I am pleased to bid welcome to so many of you today in person, together with us physically for this agenda item meant to discuss our ongoing preparations for UNCTAD15. Like so much of our work, the preparations for the Barbados Conference have taken on novel dimensions compared to previous conferences, given the unique challenges posed by the COVID-19 pandemic.

I am glad to see these preparations begin to take some form of normality, as we are finally able to meet together physically at this 3rd TDB Segment, while continuing to observe the necessary sanitary protocols.

This brave new post-COVID-19 world we are learning to live with is already taking a severe toll on development prospects, as we continue to discuss here at the TDB. My wish is that we do not let it take a toll on the preparations for our conference and the important business we must address there.

Allow me to thank the Government of Barbados for their continuing patience and support and for working with my team to finalize formalities for the host country agreement, which allowed myself and Her Excellency Prime Minister Mottley to sign off on it last month.

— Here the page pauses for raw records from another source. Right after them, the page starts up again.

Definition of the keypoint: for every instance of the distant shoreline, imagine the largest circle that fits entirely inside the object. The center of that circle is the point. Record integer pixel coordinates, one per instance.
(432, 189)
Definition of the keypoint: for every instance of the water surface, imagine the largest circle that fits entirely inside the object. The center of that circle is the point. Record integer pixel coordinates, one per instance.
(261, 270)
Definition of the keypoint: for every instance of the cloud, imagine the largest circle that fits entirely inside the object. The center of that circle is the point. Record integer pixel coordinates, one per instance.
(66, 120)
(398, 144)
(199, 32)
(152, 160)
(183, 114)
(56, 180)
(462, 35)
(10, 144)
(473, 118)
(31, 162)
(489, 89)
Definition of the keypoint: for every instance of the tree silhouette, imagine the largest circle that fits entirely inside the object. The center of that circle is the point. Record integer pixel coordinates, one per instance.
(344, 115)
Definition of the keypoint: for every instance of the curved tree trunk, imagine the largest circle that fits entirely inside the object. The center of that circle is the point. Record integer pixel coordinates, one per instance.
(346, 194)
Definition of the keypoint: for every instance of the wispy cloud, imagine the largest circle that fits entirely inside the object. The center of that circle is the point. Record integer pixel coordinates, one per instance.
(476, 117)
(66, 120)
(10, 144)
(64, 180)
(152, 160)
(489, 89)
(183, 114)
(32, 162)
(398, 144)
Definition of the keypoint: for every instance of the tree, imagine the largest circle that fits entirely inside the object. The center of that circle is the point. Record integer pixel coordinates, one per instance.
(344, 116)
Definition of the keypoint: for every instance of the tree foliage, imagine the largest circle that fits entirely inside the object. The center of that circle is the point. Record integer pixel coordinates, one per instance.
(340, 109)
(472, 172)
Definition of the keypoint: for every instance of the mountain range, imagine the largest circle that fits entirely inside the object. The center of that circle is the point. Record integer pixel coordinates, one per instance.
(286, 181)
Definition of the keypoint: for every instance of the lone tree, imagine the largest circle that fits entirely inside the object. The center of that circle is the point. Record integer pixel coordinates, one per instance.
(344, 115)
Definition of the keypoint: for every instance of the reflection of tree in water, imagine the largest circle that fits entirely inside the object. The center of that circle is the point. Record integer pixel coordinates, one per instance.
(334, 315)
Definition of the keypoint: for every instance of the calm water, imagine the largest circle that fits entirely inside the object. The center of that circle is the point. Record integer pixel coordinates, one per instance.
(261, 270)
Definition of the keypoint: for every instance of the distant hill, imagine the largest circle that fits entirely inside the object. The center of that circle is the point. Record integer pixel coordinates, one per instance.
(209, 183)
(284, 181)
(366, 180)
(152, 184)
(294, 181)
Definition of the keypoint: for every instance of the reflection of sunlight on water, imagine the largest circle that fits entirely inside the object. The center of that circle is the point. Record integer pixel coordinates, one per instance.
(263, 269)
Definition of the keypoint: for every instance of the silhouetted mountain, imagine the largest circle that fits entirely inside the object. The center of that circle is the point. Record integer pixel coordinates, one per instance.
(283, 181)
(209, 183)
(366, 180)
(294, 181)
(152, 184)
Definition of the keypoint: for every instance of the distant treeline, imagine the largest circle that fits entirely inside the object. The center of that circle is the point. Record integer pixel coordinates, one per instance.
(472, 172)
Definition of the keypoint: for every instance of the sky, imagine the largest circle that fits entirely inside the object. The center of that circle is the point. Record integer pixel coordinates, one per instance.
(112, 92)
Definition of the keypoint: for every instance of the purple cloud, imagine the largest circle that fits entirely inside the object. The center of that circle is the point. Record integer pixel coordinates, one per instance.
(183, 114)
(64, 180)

As I told that virtual meeting, the COVID-19 crisis has hit the most vulnerable countries and people hardest, at a time when they already were not doing well. The pandemic and its fallout have exposed existential challenges to the very tenets of globalization and will have a lasting impact on future efforts by developing countries to gainfully benefit from the global economy.

This is why UNCTAD15 is a first opportunity for the development community to align Agenda 2030 with the global “new normal.” After a decade of stagnant trade and investment, COVID-19 is the inflection point catalyzing a transformation of international production towards more re-shoring, regionalization, and resilience beyond the pandemic.

The “next normal” will bring shorter supply chains, greater digitalization and a lighter global production footprint. It will mean a shift from “just in time” logistics to “just in case” resilience, and increased focus on the sustainability of private finance, on the blue economy, on biodiversity as a source of comparative advantage, and on changes in consumer tastes towards the local and the greener. And the de-globalizing trend underpinning this shift also raises the stakes for South-South cooperation, including regional integration ambitions, like AfCFTA. It also raises the stakes for international private-public cooperation, for example, on issues such as combatting illicit financial flows and illicit trade.

UNCTAD15 must therefore shape the ambitions for a better recovery. We must transform global approaches to trade and development, if we are to chart a sustainable course to a better recovery. But rather than “building back better” as some have called for, we need to re-build entirely from the ground up, because for too many, going back to business as usual is anathema to sustaining prosperity.

As we meet together today, I am confident that the secretariat and the entire membership are up to this ambitious task. I am pleased to see the proactive leadership of the TDB president, H.E. Ambassador Villegas, and I am encouraged by the goodwill and constructive attitude of all delegations. It is my sincere hope that this novel arrangement of informal brainstorming, and the planned webinar series can help us adapt our preparatory process to the new realities, yet still build the necessary momentum we need to the monumental occasion of the 15th UNCTAD ministerial conference in Bridgetown that I know we will have.

As our preparatory road becomes more clear, I look forward to the opportunity to share with you my report to the Conference. I know that together we can ensure that UNCTAD15 rises to the occasion which the extraordinary times in which we are living requires. My thanks to you all for your continued goodwill and I wish you all the best in your deliberations.